Patterns and Predictors of Multiple Sclerosis Phenotype Transitions: A Longitudinal Analysis Using the CLIMB Study
Gauruv Bose1, Nupur Greene2, Brian C. Healy3, Howard Weiner4, Lisa Farnett2, Keiko Higuchi2, Tanuja Chitnis4
1Brigham and Women’s Hospital; and University of Ottawa and Ottawa Hospital Research Institute, 2Sanofi, 3Brigham and Women’s Hospital Boston, 4Brigham and Women's Hospital; and Harvard Medical School
Objective:
To investigate how people with multiple sclerosis (pwMS) transition between phenotypes, within the Comprehensive Longitudinal Investigation of MS at the Brigham and Women’s Hospital (CLIMB) Study.
Background:
MS characteristics vary over time, but little is known about transitions and predictors of change among phenotypes
Design/Methods:
Retrospective analysis of US-based CLIMB Study.

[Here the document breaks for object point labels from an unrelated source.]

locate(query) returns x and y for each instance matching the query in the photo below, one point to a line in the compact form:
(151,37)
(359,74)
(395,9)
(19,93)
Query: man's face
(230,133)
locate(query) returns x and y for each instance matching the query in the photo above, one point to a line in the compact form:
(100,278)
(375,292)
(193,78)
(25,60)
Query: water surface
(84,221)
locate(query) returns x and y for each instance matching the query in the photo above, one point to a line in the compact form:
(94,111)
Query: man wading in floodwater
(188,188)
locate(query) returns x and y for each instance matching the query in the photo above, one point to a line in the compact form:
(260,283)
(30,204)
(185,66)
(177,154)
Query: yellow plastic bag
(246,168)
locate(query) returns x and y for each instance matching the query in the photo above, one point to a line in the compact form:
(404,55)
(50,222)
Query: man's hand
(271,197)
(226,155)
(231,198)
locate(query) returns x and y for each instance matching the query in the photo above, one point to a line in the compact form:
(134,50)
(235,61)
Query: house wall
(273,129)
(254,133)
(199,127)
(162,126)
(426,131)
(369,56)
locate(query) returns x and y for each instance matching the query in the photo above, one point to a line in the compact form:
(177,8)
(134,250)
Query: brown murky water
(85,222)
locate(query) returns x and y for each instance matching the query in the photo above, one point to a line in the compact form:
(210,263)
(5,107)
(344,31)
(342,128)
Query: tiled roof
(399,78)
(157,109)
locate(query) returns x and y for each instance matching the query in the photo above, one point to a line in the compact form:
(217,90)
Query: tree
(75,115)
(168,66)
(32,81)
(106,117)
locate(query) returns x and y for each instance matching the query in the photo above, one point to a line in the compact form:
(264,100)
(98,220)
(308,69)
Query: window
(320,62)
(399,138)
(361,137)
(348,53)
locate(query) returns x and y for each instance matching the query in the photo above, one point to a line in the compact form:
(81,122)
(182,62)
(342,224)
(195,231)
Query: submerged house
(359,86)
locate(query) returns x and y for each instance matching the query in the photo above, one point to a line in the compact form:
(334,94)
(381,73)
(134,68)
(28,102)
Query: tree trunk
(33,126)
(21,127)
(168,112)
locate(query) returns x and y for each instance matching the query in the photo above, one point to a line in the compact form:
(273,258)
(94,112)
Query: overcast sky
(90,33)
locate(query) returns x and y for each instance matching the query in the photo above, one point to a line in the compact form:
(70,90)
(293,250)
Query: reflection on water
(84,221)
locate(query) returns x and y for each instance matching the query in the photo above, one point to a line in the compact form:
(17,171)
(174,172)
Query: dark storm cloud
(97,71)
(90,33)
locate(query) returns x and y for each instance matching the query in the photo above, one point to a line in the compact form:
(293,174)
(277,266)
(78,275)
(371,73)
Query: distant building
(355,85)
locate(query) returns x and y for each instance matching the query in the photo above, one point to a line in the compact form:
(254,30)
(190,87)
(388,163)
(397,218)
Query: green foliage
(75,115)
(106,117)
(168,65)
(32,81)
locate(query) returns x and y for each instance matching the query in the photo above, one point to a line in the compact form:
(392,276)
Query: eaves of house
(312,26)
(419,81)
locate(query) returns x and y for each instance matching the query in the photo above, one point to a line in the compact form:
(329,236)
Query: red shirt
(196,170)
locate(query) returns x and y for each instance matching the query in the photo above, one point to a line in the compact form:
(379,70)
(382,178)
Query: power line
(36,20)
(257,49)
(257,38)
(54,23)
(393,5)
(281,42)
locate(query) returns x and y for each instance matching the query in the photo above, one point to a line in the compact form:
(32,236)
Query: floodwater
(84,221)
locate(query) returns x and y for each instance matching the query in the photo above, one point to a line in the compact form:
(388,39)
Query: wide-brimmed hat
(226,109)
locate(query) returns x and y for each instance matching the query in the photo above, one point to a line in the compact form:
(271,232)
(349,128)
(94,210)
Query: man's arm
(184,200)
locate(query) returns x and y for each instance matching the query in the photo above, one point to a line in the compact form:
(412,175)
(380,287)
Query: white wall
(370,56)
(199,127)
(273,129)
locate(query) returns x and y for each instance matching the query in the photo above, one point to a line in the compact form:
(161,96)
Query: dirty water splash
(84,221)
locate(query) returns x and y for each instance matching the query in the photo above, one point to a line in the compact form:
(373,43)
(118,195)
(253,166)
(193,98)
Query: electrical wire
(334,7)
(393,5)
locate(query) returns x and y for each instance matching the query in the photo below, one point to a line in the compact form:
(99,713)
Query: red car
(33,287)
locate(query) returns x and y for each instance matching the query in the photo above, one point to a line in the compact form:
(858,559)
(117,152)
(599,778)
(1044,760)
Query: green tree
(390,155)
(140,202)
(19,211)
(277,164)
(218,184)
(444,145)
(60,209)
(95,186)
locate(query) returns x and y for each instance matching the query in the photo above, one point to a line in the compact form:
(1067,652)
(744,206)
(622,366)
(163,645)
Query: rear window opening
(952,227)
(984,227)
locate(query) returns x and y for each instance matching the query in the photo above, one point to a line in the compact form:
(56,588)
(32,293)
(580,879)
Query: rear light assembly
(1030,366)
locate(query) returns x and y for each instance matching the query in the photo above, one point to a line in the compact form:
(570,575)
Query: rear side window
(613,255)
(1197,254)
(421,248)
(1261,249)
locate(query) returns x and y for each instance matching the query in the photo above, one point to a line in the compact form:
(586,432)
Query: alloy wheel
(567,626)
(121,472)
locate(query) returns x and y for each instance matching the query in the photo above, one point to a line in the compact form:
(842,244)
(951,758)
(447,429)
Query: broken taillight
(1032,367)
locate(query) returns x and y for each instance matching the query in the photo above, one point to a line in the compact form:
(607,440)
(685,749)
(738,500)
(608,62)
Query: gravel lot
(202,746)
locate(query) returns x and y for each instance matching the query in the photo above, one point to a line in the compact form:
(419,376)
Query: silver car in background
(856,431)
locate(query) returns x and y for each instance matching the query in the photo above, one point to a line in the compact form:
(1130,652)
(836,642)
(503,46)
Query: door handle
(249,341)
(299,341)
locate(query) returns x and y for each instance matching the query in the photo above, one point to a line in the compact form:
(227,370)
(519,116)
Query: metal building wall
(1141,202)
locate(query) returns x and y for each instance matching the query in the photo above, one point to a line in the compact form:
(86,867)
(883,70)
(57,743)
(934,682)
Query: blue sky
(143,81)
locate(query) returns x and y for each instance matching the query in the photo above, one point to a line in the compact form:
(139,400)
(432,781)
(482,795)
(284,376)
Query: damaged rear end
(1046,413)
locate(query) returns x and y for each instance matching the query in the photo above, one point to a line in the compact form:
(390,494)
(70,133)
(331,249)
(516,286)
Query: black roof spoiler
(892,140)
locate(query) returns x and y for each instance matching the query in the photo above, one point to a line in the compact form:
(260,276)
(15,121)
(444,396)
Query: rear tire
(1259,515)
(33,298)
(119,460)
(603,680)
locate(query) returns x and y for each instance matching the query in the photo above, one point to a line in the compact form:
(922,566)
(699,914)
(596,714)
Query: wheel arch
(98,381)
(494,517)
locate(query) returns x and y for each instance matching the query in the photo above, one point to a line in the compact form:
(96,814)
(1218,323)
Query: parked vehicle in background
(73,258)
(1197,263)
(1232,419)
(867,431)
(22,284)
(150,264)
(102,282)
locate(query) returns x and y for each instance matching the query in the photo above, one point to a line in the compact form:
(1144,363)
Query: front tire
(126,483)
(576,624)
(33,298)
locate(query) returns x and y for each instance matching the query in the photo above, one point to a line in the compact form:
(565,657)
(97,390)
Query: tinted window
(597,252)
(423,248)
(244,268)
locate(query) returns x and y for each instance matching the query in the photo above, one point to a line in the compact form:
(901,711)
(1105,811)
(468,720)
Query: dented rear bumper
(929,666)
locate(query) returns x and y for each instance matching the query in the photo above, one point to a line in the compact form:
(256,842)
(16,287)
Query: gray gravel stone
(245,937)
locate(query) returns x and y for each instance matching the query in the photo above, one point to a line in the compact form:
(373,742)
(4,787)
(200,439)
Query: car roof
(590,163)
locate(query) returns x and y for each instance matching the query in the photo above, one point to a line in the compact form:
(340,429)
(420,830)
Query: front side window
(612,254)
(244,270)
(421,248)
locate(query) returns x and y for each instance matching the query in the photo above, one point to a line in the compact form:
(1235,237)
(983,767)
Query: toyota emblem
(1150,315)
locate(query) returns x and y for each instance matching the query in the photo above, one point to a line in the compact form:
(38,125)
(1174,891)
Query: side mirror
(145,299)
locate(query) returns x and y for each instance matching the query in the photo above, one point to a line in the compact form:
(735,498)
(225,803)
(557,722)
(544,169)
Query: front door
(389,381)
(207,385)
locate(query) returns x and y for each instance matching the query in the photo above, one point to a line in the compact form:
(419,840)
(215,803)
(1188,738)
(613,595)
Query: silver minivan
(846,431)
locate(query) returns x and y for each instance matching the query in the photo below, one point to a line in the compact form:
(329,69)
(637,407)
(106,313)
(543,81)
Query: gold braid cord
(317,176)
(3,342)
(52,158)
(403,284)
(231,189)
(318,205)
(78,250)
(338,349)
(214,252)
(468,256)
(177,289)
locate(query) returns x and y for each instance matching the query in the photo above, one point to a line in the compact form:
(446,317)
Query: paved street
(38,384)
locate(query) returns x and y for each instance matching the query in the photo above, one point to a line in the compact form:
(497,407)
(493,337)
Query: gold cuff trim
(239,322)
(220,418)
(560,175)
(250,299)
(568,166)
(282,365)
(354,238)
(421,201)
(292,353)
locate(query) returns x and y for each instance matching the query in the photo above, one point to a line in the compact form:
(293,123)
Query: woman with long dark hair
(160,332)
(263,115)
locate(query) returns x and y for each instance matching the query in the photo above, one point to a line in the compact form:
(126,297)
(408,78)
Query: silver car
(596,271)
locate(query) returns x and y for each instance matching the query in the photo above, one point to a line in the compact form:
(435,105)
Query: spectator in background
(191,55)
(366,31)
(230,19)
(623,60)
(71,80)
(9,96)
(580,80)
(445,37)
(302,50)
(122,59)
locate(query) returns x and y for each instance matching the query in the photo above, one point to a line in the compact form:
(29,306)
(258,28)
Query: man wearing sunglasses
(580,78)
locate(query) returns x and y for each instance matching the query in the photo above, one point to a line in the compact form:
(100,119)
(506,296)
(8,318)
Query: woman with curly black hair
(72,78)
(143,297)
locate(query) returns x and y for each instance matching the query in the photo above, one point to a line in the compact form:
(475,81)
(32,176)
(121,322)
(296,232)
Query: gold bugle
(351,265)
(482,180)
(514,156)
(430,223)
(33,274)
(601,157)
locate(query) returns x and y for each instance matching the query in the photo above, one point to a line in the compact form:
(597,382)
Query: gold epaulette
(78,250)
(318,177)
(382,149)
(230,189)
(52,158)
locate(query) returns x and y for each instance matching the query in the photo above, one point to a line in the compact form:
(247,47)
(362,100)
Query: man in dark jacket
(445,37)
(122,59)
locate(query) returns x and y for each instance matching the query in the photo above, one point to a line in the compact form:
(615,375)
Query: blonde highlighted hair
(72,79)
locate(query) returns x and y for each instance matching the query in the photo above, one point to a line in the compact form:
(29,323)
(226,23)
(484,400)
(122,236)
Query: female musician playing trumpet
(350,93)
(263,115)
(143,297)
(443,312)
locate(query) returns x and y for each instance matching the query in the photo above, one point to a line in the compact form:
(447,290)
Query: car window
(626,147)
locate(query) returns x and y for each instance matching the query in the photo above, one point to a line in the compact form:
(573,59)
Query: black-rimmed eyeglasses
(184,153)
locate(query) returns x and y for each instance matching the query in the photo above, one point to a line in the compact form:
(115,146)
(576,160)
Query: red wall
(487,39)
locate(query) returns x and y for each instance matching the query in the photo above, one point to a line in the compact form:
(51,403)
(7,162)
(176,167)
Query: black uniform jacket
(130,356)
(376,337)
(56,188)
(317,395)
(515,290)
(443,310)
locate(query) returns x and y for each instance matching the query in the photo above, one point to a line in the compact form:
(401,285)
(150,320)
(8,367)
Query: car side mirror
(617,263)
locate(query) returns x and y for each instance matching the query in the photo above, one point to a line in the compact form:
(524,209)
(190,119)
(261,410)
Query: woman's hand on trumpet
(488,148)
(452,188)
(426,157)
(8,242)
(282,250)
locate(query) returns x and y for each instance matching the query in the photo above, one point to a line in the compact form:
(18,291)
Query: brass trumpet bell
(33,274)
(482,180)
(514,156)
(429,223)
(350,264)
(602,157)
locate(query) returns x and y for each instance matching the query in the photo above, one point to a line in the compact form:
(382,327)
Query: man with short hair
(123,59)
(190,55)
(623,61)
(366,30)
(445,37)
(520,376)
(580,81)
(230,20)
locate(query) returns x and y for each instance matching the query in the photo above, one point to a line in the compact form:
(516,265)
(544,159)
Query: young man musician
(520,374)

PwMS (18-65y) diagnosed between 2000/1/1–2010/12/31 were identified to allow ≥10y of data for descriptive and predictive analysis. PwMS were categorized by phenotype (relapsing-remitting MS[RRMS], primary-progressive MS[PPMS], active-secondary progressive MS[aSPMS], non-relapsing secondary-progressive MS[nrSPMS]). Demographics were extracted alongside disability scores (Expanded Disability Status Scale [EDSS]). Cox regression modelled time to MS diagnosis. Predictors of progression were determined by univariate analyses.
Results:
Of 565 with initial RRMS diagnosis, 95 (16.8%) transitioned to SPMS (median time 10.4y [range: 1.3–21.3y]). 56/95 (58.9%) transitioned to nrSPMS, and never relapsed. Of 39 pwMS with any aSPMS diagnosis, 32/39 (82.1%) transitioned to nrSPMS by last visit. Relative risk for time to reach EDSS level 3, 4, or 6, was lowest for RRMS patients (hazard ratio [HR]: 0.84 0.73, 0.68, respectively; all P<0.0001), and highest for PPMS patients (HR: 5.5, 10.7, 15.0, respectively; all P<0.0001), respectively. Older age at MS onset (HR[95% CI]: 1.05 [1.03-1.07]), higher baseline EDSS (1.42 [1.26-1.62]), and higher number of DMT switches (1.21 [1.11-1.32]) were significant predictors of shorter time to nrSPMS diagnosis (all P<0.001).
Conclusions:
Overall, 41% of the RRMS cohort who transitioned to SPMS overlapped with an active phenotype (aSPMS), while the majority (59%) transitioned without relapses (nrSPMS). Those who transitioned through aSPMS tended to be younger and more likely to have DMT escalation vs. those who transitioned without relapse (nrSPMS). Defining nrSPMS in addition to aSPMS should facilitate better patient management and aid timely intervention to aid delaying patients entering the progressive stage of MS.